Splice Here: A Projected Odyssey

Splice Here: A Projected Odyssey

Director: Rob Murphy
Starring: 
Distributor: Potential Films
Runtime: 118 mins. Reviewed in Nov 2022
Reviewer: Fr Peter Malone msc
| JustWatch |
Rating notes:

Projectionist Rob Murphy takes audiences back to the days of olden days of cinema, showing us the equipment, meeting the older projectionists, and a new interest in projecting 70mm prints.

A wonderfully indulgent two hours of screen-watching. Gratitude to Rob Murphy for persevering with this ‘projected odyssey’ – he is a genial host, director, editor, cinematographer.

And who will enjoy this indulgence? All those who love to watch movies even if they don’t know all that much of cinema history detail. It doesn’t matter. In the past, we enjoyed going to the pictures. Now we enjoy watching the movies – best in the darkened cinema, good on TV although smaller, and OK on computer screens – within our grasp.

And, of course, even more so, the film buffs who will relish delving into the past, ticking off the movies they love, wanting more.

And there are of those who love pre-history and from the 2020s vantage point the cinema prehistory era came to an end with the onslaught of digital as the 21st century began. But, relief, the wonder of restoration of film is underway despite the nitrate copies combusting and companies burning unwanted stock. The hoarders and collectors are banding together now in order to restore as much as possible that which was lost.

And the film technos, with their knowledge of lenses, projectors, sound engineering, colour and the marvels of the 1950s showing us the advent of Cinerama, drawing us into the wide film (instead of throwing things at us as in 3D). Cinerama was too difficult, demanding three projectors in harmony, and those projectors disappearing into storage, hoarders sheds, but now making a reappearance.

Rob Murphy chronicles all this – tracking down contacts, making discoveries, visiting the US, interviewing experts in Australia and elsewhere. He speaks with the communities of now veteran and unneeded projectionists about their memories and the details of projecting. And now digital, which is not necessarily a permanent preserver of films but is increasing the knowledge and technologies of preservation. And Douglas Trumbull (memories of 2001, Brainstorm) interviewed and continually experimenting with technology and discoveries.
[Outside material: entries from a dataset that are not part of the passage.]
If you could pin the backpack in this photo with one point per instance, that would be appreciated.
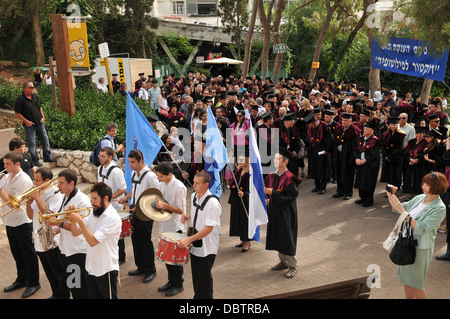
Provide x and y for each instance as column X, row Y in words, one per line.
column 93, row 158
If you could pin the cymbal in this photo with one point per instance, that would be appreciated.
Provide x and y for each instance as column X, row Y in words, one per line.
column 146, row 209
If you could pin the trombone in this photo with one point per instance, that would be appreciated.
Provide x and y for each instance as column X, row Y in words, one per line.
column 19, row 200
column 47, row 216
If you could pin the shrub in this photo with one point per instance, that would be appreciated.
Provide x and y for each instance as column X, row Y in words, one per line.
column 93, row 111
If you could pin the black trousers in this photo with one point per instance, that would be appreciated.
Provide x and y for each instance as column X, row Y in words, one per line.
column 77, row 276
column 54, row 269
column 201, row 276
column 144, row 252
column 22, row 250
column 103, row 287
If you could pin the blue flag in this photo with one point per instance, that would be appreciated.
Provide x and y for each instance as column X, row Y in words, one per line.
column 140, row 136
column 257, row 214
column 215, row 154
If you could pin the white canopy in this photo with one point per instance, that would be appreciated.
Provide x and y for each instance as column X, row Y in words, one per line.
column 223, row 61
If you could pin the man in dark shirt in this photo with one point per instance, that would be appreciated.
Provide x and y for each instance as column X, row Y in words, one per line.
column 28, row 110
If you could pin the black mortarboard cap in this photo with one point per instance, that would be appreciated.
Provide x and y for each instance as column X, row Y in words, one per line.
column 371, row 125
column 152, row 118
column 346, row 115
column 310, row 117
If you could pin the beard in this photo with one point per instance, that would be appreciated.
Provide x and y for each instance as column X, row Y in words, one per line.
column 99, row 210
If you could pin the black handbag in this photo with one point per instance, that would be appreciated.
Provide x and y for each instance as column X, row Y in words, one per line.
column 404, row 250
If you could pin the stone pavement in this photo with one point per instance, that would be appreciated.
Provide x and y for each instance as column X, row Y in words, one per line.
column 337, row 240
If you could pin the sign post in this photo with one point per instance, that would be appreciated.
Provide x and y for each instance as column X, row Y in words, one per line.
column 104, row 54
column 62, row 56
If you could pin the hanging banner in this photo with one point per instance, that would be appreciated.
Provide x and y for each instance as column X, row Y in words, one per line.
column 78, row 44
column 409, row 57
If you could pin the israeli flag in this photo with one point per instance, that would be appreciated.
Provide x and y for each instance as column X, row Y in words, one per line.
column 257, row 214
column 215, row 154
column 140, row 136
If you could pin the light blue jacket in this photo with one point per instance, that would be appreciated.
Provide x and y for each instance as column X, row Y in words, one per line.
column 427, row 221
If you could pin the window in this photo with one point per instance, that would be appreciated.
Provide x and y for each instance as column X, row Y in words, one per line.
column 195, row 8
column 178, row 7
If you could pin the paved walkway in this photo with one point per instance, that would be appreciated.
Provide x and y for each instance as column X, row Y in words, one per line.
column 337, row 240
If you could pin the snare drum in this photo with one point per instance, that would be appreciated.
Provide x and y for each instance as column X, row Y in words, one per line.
column 126, row 224
column 168, row 251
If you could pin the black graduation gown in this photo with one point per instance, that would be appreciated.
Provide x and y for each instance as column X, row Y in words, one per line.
column 391, row 171
column 238, row 215
column 282, row 227
column 345, row 158
column 321, row 140
column 412, row 179
column 367, row 173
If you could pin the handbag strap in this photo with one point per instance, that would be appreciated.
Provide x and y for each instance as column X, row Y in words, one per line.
column 400, row 220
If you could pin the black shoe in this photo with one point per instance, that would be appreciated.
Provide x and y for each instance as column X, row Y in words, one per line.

The culmination of Rob Murphy’s storytelling is the quest to equip the Sun Cinema in Yarraville, Melbourne, in 2014 to screen Quentin Tarantino’s The Hateful 8. He talks with all those involved and details the arrival of the 70mm lens, of Tarantino learning of the efforts and coming to Yarraville to welcome the audience and share the joy with those at the Sun.
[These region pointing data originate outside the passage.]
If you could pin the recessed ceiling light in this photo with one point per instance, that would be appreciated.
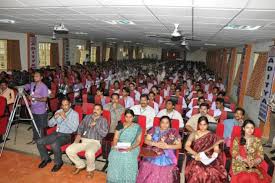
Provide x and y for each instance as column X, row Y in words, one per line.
column 80, row 33
column 241, row 27
column 121, row 22
column 7, row 21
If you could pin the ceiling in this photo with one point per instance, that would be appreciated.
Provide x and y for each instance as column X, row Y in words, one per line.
column 149, row 16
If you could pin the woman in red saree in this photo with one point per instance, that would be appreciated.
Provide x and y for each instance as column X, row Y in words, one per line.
column 247, row 154
column 205, row 141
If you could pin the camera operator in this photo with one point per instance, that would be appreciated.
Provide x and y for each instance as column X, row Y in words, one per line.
column 38, row 97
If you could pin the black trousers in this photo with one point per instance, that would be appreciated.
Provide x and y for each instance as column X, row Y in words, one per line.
column 55, row 140
column 41, row 121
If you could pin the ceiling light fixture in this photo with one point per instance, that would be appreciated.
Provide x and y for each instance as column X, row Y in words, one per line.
column 7, row 21
column 241, row 27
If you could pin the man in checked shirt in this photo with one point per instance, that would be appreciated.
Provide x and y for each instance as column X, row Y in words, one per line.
column 90, row 132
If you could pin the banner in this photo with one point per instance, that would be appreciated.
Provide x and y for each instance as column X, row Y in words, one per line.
column 66, row 51
column 33, row 51
column 267, row 90
column 241, row 73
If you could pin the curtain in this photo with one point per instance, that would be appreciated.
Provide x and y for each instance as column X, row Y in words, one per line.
column 54, row 58
column 256, row 80
column 13, row 55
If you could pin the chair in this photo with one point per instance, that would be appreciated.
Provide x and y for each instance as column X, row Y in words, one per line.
column 54, row 104
column 267, row 164
column 3, row 115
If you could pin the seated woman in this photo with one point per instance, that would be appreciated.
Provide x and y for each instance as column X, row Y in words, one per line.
column 163, row 140
column 123, row 164
column 247, row 154
column 199, row 143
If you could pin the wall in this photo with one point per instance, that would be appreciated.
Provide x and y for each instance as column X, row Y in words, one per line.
column 250, row 105
column 22, row 37
column 198, row 55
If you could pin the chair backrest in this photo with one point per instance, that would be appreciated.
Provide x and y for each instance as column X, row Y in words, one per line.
column 3, row 105
column 87, row 108
column 212, row 126
column 106, row 114
column 79, row 110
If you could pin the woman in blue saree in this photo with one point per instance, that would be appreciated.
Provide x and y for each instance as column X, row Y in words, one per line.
column 163, row 140
column 123, row 164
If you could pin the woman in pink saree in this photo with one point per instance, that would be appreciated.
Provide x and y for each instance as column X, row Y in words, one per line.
column 204, row 142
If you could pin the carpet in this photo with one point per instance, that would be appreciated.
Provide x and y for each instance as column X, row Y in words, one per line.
column 21, row 168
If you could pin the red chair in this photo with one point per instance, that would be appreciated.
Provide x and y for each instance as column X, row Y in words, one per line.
column 54, row 104
column 87, row 108
column 85, row 98
column 267, row 164
column 3, row 115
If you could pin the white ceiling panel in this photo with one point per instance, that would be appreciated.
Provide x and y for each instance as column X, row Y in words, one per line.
column 121, row 2
column 10, row 3
column 220, row 3
column 264, row 4
column 168, row 3
column 40, row 3
column 258, row 14
column 173, row 11
column 72, row 3
column 215, row 13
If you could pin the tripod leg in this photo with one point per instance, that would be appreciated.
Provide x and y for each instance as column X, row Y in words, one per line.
column 17, row 99
column 30, row 113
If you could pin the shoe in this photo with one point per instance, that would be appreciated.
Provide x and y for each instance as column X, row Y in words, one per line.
column 44, row 163
column 56, row 167
column 77, row 170
column 31, row 142
column 267, row 145
column 90, row 175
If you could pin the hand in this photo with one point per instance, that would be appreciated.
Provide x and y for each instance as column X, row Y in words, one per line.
column 56, row 115
column 197, row 157
column 93, row 124
column 63, row 115
column 163, row 145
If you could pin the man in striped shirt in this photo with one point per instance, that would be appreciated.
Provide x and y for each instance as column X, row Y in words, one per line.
column 90, row 132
But the title. Not a great deal of splicing shown. However, this reviewer offers a reminiscence from the good old days. He projected 16mm prints at his New South Wales boarding school, 1953-1956, aged 13 to 17, only one projector. And splicing? Sometimes, especially for “censorship” purposes, particularly with Greer Garson in Julia Misbehaves (Greer Garson of all actresses misbehaving). But we could cut the suspect sequences, splice them back together neatly and perfectly and MGM were none the wiser. An almost 70-years-old confession.

But for all of us who love film and the younger generations who do not know this prehistory and the wonderful dinosaur projectors, please, watch, enjoy, learn.